Potassium dichromate

Acute oral toxicity

The acute oral LD50 of potassium dichromate in the rat was found to be 168.0 mg/kg bw (males) and 90.5 mg/kg bw (females) in a proprietary, guideline-compliant study (Cuthbert & D'Arcy-Burt, 1983). Findings are consistent with those reported in the literature (EU RAR, 2005) and in an additional guideline-compliant study (Gad et al, 1986) which reported LD50 values of 74.11 and 47.94 mg/kg bw in males and females respectively. The UK IOH review (1997) also refers to a study by Gad et al (1986) which reported an acute oral LD50 value of 74 mg/kg bw, and may be the same as the proprietary study.

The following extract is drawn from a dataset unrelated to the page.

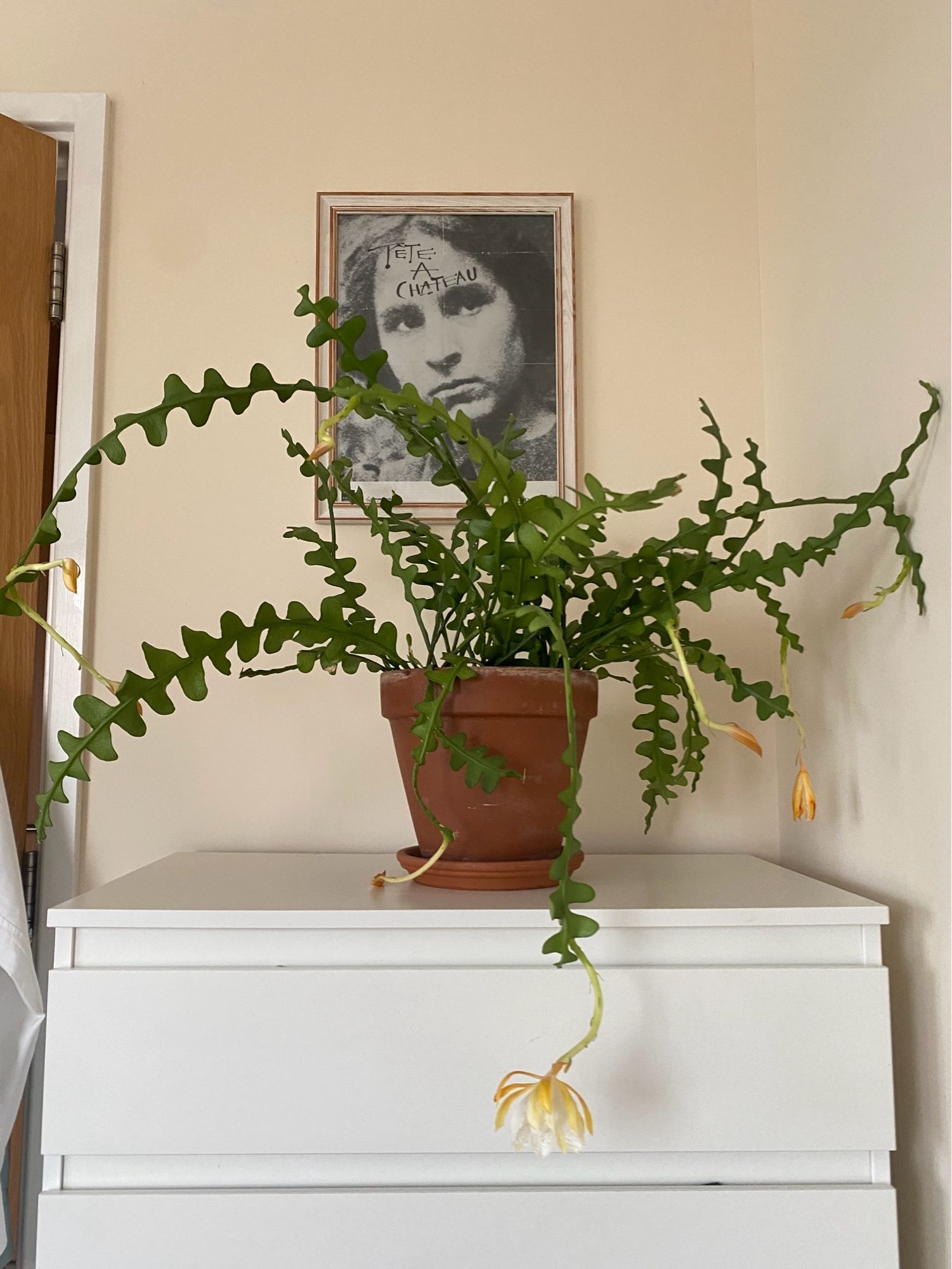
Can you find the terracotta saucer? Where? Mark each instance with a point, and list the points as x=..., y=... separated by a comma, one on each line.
x=484, y=875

Potassium dichromate is listed on Annex I of Directive 67/548/EEC and is classified as (R25) 'Toxic if swallowed'. This classification is therefore consistent with the available data and no changes are proposed.

Acute inhalation toxicity

A proprietary study (Greenough & McDonald) reported 100% mortality for potassium dichromate at a concentration of 1.72 mg/l. A guideline-comparable study (Hoffman, 1985) with potassium dichromate reported LC50 values of 99 and 83 mg/m3 in males and female rats respectively. The results of an additional study (Gad et al, 1986) reported briefly in the UK IOH review (1997) reports an LC50 value of 99 mg/m3. Potassium dichromate is classified as (R26) 'Very toxic by inhalation' according to Directive 67/548/EEC; this classification is consistent with the results of the Hoffman study and no change to this classification is proposed

Acute dermal toxicity

The acute dermal LD50 of potassium dichromate was found to be >2000 mg/kg bw in a guideline-compliant study (Cuthbert & D'Arcy-Burt, 1983). The findings of this study contrast with the results of an additional guideline-compliant study (Gad et al, 1986) using the same application conditions, in which a dermal LD50 of 1860 mg/kg bw was determined for male rabbit.

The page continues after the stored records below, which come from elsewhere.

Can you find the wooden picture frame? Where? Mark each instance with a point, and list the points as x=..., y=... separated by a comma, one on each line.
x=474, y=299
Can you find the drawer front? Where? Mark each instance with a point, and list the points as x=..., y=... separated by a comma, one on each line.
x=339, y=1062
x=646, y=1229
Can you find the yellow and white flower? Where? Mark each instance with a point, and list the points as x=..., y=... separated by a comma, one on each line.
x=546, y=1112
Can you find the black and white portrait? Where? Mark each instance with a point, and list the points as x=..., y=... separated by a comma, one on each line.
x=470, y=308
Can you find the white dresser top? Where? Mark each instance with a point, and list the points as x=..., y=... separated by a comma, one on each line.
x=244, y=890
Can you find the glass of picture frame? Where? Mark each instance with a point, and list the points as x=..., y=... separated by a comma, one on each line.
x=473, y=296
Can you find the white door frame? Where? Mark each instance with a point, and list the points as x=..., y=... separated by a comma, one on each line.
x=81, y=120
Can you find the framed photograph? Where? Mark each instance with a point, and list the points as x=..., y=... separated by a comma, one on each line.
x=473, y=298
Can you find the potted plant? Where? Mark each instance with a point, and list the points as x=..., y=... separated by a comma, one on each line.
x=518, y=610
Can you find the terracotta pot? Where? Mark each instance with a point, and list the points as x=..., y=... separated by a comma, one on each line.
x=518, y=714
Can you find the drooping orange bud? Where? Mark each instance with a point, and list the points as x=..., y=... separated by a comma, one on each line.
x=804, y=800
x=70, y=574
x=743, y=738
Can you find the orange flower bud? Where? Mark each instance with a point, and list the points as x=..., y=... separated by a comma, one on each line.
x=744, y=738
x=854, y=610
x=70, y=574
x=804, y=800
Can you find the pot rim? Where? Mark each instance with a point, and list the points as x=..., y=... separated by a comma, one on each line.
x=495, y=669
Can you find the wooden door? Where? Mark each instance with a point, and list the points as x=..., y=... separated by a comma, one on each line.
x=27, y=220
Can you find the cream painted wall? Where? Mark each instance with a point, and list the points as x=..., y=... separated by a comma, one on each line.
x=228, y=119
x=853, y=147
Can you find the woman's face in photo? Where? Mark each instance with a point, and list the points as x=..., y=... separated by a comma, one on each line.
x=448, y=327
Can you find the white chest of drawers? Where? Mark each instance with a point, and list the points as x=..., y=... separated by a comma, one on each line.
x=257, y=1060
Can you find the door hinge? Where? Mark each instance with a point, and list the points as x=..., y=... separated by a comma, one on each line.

Potassium dichromate is classified as (R21) 'Harmful in contact with skin' according to Directive 67/548/EEC and no change to this classification is proposed.

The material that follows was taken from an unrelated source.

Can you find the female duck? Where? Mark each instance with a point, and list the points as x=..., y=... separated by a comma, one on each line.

Justification for classification or non-classification

Potassium dichromate

Potassium dichromate is listed on Annex I of Directive 67/548/EEC and is classified as (R25) 'Toxic if swallowed', (R26) 'Very toxic by inhalation' and (R21) 'Harmful in contact with skin'. The proprietary studies report an acute oral LD50 of 90.5 -168 mg/kg bw; and acute inhalation LC50 of 83 -99 mg/m3 and an acute dermal LD50 of >2000 mg/kg bw. An additional study reported a lower dermal LD50 value of 1860 mg/kg bw. The present classification is therefore consistent with the available data and no change is proposed.